FTSE 100 holds steady with geopolitical tensions & PMI data in focus
- Oil stocks rise, travel sector falls
- UK PMIs rise from May, highlighting resilience in the economy
- FTSE recovers from 8720 low
The FTSE 100, along with its European peers, has risen from earlier lows but continues to hover around the flat line amid a cautious mood following the escalation of tensions in the Middle East after the US involvement in Israel's strikes on Iran over the weekend.
Market sentiment is mixed, with energy stocks such as BP and Shell rising, tracking oil prices higher. Oil prices are elevated as Iran weighs up its response to the US, and the market is watching the Strait of Hormuz closely. Should Iran block this key checkpoint for oil and gas flows, oil prices could push higher still.
Meanwhile, travel-related stocks are under pressure, with EasyJet and IAG down almost 1% amid concerns over the potential travel disruptions.

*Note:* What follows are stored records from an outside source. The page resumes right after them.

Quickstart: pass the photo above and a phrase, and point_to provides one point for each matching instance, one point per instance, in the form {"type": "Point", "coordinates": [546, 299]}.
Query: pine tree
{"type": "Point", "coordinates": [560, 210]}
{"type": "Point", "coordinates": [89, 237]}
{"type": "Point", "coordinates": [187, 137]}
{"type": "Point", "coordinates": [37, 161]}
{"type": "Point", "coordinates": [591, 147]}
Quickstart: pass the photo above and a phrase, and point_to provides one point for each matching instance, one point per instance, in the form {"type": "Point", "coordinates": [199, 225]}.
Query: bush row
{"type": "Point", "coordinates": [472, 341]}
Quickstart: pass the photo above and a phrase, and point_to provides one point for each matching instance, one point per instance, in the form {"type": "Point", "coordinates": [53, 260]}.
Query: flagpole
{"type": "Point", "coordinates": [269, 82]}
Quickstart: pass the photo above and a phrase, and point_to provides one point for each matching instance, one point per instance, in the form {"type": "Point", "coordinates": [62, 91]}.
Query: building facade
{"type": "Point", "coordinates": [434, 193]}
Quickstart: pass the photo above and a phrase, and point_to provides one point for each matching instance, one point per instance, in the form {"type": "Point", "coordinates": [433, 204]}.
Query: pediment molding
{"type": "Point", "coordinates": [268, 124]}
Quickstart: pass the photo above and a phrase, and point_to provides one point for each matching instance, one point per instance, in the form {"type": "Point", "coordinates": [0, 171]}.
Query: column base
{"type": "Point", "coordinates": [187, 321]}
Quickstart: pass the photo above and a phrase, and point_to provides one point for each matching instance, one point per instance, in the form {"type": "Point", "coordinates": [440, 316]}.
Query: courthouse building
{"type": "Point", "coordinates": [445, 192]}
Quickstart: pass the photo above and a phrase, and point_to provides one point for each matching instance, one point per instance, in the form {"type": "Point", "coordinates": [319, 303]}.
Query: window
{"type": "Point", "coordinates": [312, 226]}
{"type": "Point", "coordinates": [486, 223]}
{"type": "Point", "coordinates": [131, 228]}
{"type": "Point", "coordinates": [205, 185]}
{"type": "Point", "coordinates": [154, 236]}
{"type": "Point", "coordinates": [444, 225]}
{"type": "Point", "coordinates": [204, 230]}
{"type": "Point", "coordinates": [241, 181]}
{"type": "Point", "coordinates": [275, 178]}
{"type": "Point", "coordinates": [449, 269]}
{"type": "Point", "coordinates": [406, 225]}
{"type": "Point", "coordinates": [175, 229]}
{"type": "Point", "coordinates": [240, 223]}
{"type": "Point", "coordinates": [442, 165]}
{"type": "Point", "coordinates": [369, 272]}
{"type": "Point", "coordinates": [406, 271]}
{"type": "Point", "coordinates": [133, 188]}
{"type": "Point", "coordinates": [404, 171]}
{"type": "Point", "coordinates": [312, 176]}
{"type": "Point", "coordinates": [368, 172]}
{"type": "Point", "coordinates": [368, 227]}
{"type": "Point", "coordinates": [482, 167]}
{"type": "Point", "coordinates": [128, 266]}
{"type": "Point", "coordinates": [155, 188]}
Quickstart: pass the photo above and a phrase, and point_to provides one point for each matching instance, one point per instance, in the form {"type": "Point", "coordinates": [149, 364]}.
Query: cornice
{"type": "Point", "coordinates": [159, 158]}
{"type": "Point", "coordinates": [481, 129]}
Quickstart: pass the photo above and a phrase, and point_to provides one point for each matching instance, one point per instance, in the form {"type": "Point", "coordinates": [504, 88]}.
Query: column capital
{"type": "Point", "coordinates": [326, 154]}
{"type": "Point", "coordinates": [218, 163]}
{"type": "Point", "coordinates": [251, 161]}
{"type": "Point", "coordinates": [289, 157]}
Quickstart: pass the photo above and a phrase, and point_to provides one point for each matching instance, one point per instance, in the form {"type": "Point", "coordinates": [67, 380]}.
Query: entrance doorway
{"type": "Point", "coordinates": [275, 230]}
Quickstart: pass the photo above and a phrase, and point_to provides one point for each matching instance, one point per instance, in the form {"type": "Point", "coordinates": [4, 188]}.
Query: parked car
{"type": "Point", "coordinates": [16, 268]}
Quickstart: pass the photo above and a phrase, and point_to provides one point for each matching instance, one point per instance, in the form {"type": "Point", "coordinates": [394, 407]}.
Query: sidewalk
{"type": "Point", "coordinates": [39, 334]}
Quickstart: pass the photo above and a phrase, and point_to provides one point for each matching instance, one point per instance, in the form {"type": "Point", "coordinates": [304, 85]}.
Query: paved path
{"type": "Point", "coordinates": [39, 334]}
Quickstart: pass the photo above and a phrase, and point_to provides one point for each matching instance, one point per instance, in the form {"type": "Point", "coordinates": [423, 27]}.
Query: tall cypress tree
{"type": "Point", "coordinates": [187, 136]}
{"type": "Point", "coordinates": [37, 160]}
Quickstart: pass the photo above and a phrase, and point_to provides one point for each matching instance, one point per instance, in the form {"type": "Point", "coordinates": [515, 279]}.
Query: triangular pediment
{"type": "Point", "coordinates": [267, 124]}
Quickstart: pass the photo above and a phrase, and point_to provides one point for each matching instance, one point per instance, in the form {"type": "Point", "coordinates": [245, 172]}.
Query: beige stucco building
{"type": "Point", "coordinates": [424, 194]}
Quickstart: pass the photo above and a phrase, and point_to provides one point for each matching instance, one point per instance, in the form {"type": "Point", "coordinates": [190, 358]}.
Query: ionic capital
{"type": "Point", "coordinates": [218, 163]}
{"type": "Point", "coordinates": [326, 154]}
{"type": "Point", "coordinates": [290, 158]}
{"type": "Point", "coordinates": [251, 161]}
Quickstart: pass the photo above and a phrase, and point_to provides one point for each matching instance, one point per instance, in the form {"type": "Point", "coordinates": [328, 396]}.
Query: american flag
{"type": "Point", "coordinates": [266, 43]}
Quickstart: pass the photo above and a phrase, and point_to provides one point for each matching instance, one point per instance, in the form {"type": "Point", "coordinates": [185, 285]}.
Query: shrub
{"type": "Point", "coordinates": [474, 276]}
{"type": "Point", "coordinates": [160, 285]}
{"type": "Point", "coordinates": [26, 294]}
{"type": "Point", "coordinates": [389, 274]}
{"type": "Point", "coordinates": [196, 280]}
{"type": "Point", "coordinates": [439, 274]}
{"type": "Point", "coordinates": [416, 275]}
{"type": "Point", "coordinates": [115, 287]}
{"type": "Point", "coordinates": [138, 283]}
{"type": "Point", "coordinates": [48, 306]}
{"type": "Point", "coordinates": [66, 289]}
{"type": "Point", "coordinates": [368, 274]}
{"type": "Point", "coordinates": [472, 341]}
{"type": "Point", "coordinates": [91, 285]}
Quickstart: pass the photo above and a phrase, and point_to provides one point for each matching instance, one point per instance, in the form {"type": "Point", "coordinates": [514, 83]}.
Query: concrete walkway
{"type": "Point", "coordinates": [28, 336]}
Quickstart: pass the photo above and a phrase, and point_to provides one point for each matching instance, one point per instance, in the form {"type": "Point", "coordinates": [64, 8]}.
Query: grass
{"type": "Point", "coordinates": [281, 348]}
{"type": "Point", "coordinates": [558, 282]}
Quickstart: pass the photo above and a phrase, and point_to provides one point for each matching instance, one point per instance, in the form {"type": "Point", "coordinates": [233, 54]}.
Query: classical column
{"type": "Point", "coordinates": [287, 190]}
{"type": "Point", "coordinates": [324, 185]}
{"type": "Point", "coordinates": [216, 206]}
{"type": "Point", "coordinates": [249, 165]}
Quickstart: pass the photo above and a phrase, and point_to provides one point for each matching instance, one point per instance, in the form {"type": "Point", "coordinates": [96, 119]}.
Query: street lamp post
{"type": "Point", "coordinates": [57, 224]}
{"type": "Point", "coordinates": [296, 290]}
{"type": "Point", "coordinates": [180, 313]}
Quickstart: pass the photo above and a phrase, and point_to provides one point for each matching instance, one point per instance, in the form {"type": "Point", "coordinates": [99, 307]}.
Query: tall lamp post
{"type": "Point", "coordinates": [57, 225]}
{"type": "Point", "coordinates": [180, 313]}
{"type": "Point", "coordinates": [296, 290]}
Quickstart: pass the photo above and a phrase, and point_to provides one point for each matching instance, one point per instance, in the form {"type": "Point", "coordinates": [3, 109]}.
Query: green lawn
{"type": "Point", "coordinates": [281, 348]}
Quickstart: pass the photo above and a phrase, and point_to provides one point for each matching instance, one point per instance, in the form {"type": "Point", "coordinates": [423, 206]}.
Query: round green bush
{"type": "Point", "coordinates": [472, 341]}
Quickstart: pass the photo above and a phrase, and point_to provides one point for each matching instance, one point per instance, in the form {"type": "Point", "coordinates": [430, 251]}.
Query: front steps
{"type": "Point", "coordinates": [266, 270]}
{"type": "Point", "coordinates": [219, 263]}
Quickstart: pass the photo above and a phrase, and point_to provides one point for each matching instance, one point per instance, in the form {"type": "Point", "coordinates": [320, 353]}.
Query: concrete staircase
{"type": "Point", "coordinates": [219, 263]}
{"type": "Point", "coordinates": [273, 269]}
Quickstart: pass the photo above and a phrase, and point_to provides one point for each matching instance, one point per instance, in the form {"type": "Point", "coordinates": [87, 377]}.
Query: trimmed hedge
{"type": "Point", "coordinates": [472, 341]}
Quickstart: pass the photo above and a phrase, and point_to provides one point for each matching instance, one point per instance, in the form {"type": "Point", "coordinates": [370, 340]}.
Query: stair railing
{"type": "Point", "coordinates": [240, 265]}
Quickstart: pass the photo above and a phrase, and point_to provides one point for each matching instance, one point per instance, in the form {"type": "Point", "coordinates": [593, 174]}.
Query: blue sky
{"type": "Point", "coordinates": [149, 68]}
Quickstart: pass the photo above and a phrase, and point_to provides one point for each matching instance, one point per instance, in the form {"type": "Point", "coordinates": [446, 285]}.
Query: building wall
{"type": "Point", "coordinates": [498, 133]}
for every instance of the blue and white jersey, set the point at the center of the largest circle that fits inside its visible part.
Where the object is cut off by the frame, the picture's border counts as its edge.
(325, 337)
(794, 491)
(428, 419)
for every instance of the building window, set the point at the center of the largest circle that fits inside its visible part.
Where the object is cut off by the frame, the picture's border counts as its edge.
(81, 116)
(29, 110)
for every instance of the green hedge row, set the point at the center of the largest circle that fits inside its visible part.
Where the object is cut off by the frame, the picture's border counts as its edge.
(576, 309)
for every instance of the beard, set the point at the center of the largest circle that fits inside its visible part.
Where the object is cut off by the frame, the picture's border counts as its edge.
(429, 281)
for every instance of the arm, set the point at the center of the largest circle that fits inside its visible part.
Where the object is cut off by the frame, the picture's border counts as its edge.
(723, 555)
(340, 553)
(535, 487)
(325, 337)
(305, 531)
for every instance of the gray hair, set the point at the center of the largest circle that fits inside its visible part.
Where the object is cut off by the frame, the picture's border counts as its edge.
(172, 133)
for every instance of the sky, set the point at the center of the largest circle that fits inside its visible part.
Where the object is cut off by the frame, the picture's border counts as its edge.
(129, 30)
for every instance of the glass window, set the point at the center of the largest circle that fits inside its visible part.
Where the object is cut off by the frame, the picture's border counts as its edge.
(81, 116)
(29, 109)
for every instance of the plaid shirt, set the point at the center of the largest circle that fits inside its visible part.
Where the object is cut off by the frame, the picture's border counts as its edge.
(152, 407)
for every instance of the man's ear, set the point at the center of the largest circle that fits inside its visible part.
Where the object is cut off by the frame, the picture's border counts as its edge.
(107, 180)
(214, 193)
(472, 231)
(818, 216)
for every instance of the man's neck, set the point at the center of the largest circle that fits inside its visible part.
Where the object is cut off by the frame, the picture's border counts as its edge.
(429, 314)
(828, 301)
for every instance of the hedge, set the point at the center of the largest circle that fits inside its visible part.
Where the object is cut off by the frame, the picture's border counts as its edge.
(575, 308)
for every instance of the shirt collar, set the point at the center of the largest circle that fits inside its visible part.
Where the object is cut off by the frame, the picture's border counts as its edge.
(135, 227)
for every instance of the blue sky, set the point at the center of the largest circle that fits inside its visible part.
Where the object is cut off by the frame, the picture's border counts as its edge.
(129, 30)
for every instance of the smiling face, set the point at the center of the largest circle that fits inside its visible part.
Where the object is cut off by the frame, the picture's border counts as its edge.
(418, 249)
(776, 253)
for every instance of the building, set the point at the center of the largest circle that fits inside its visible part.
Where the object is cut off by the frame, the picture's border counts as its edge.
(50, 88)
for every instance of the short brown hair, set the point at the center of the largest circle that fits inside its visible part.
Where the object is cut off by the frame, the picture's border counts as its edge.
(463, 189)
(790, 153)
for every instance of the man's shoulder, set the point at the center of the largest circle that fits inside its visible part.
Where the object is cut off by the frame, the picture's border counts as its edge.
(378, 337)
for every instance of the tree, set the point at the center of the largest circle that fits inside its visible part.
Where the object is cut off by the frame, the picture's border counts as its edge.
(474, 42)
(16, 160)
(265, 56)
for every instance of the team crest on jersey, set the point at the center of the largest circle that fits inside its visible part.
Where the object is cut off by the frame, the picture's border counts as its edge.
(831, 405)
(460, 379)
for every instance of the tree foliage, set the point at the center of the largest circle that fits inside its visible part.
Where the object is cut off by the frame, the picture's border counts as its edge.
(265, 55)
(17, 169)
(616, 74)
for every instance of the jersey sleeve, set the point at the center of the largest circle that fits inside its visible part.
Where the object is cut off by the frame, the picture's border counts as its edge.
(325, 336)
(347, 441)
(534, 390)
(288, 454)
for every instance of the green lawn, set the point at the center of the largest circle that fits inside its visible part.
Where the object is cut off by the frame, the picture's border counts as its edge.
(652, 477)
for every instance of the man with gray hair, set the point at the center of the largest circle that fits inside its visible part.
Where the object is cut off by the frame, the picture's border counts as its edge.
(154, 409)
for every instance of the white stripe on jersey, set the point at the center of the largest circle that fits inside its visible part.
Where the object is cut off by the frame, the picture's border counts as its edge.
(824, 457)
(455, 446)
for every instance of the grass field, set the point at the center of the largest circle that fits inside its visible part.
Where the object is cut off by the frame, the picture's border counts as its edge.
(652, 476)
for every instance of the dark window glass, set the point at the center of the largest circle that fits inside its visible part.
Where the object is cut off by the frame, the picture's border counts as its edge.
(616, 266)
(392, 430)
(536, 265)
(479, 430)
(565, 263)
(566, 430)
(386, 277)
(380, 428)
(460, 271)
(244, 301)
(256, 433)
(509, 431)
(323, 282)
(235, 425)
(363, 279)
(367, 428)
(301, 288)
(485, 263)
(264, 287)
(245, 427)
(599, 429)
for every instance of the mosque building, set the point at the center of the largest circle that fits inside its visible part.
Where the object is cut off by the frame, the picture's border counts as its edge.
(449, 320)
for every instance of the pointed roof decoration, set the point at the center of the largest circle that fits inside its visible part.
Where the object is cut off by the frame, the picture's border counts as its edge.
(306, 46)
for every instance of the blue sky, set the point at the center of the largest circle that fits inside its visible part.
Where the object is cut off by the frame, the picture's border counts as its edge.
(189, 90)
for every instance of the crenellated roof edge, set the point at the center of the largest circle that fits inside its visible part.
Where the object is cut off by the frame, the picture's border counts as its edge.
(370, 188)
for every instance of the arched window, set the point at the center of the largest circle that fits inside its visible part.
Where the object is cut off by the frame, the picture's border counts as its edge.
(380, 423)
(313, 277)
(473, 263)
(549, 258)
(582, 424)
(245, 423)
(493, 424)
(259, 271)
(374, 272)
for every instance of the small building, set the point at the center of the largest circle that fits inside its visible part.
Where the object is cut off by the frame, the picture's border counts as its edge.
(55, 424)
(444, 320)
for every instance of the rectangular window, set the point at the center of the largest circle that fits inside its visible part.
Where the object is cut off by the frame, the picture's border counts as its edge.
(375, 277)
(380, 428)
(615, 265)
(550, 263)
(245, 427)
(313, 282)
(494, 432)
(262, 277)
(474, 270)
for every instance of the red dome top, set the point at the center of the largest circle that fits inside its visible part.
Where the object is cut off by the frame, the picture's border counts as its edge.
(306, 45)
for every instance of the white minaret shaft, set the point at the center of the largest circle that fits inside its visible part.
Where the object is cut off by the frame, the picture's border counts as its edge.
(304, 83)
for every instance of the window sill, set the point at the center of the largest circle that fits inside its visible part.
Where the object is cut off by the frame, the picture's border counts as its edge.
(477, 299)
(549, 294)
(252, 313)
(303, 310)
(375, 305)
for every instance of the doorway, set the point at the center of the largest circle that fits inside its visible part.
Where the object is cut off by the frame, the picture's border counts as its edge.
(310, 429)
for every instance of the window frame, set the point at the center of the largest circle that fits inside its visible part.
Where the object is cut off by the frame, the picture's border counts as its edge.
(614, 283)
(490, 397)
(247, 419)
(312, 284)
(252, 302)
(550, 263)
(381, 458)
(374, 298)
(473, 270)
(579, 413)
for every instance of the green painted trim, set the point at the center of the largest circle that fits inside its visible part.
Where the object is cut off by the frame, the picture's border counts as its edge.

On the data front, the flash composite PMI for June came in lower than expectations at 50.7. Manufacturing contracted at a slower-than-expected pace of 47.7, and services came in with expectations of 51.3. All sectors showed an improvement from May, suggesting some resilience in the UK economy despite geopolitical headwinds.
FTSE 100 forecast – technical analysis
After running into resistance at 8900 last week, the FTSE 100 has rebounded lower, dropping below the 20 SMA and the 8800 psychological level to a low of 8720 – a level that offered support at the end of May.
The price has since recovered to 8775, and buyers will look to extend this recovery above 8800. Above here, 8900 comes back into play.
On the downside, sellers will need to take out 8720 to create a lower low and bring 8650 into focus.
EUR/USD stays under pressure after PMIs
- USD is the safe haven of choice
- EZ PMIs miss forecasts
- EUR/USD trades below 1.15 although the uptrend remains
EUR/USD is falling for a third day amid USD safe haven demand after the US became directly involved in the Middle Eastern war and following the latest eurozone PMI surveys, which missed expectations.
The U.S. dollar is proving to be the safe haven of choice amid a significant escalation as the US joined Israel’s conflict with Iran.
Meanwhile, the EUR, which had outperformed this year, is under pressure as Middle East tensions remain high. Europe is negatively exposed to oil prices owing to the region's energy dependence.
Meanwhile, the euro has been trading lower as business activity stalled in June. The eurozone composite PMI was unchanged at 50.2. The manufacturing PMI held steady in contraction at 49.4, and the services PMI ticked up from 49.7 to 50, barely returning to expansion. The data suggests that the bloc is struggling to gain momentum. While Germany is showing some signs of improvement, France continues to act as a drag.
Looking ahead, attention will remain on developments in the Middle East as well as US PMI data, which is due later today. Later in the week, US core PCE, the Fed’s preferred gauge for inflation will be a key focus.
EUR/USD forecast – technical analysis
EUR/USD ran into resistance at 1.1630 before easing back below 1.15. However, EUR/USD continues to trade in its rising channel, holding above its 20 and 50 SMA. The RSI is pointing lower, suggesting momentum is waning. However, there are no concrete signs of reversal.
Immediate support is around 1.1450, the 20 SMA, and the lower band of the rising channel. A break below here could open the door to 1.14 and 1.1280.
Buyers will look to rise back above 1.15 and 1.1580 to bring 1.1630 and fresh multi-year highs into focus.